As an ardent animal lover, the death, the loss of an animal has always been heartbreaking to me.
As a mother, I was concerned as to how I should react in front of my children. I’m a blubberer, you see, but I needed now to think of how I could help them through the loss of an animal without it seeming that it was the end of the world.
I was shielded from anything that represented death as a child. I didn’t know where my maternal Grandfather had gone and no one else seemed to know. Several years later my paternal Grandfather went missing too and all this was a great mystery to me.
My first experience of death came when I was very little and our dog was killed on the road. I know that I cried a lot. My next dog was a wanderer and when he disappeared my parents resolved that he had wandered off and would come back. He did come back, months later he wandered into my school yard, I very happily took him home. My bunny went missing and Mum and Dad told me he had burrowed under the fence. I combed the neighbourhood in search of Peter bunny, but never found him.
My real experience of death came as a profound experience. My second baby boy died 2 days after birth. The doctor hit me up with Valium and my family planned and attended the funeral without me. The culture in my family of not talking and dealing with death, left me shattered. My thoughts went back to the past generations, people in my family that I had not been able to say goodbye to. I am not criticizing my family, it was their way but to me, it made everything superficial and unreal.

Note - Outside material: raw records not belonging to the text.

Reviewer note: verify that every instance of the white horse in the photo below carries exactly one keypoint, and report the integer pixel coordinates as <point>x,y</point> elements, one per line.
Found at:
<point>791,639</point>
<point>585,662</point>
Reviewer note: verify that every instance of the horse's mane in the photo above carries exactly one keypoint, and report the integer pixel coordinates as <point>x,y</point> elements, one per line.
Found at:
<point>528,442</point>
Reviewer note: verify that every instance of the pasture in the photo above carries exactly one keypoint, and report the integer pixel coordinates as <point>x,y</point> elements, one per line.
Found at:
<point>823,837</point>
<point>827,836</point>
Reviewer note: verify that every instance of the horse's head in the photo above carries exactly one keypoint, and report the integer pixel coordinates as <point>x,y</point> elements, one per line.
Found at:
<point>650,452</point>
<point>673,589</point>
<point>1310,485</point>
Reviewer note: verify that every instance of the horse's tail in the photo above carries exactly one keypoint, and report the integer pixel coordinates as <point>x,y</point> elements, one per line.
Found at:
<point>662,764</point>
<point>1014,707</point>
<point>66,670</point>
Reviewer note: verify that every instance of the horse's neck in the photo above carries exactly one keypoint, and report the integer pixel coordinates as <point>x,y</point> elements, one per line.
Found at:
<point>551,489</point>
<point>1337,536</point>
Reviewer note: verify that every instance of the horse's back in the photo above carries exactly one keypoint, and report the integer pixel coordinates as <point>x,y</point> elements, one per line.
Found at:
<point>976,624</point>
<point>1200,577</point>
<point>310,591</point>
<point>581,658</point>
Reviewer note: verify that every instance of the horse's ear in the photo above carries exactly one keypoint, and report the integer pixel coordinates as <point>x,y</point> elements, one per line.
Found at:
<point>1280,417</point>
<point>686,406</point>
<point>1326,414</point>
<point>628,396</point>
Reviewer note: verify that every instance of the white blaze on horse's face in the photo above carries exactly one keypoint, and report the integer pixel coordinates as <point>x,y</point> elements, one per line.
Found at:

I determined that I was going to deal with life circumstances in a very different way.
As my children grew we had so many beautiful family pets who were so loved. I taught them to be involved, to say goodbye each according to his or her own way. We had family funerals for each furry friend that passed on. They built little altars, wrote little stories in their own way. They decorated the altar with candles and lit them and sometimes placed memorabilia. We all cried together and celebrated the animals’ life together. Through our tears we would laugh at the naughty things the cat or dog did and reminisced on what we loved about them. We would put their collars on the mantel piece with a picture and talk about them until life returned to normal.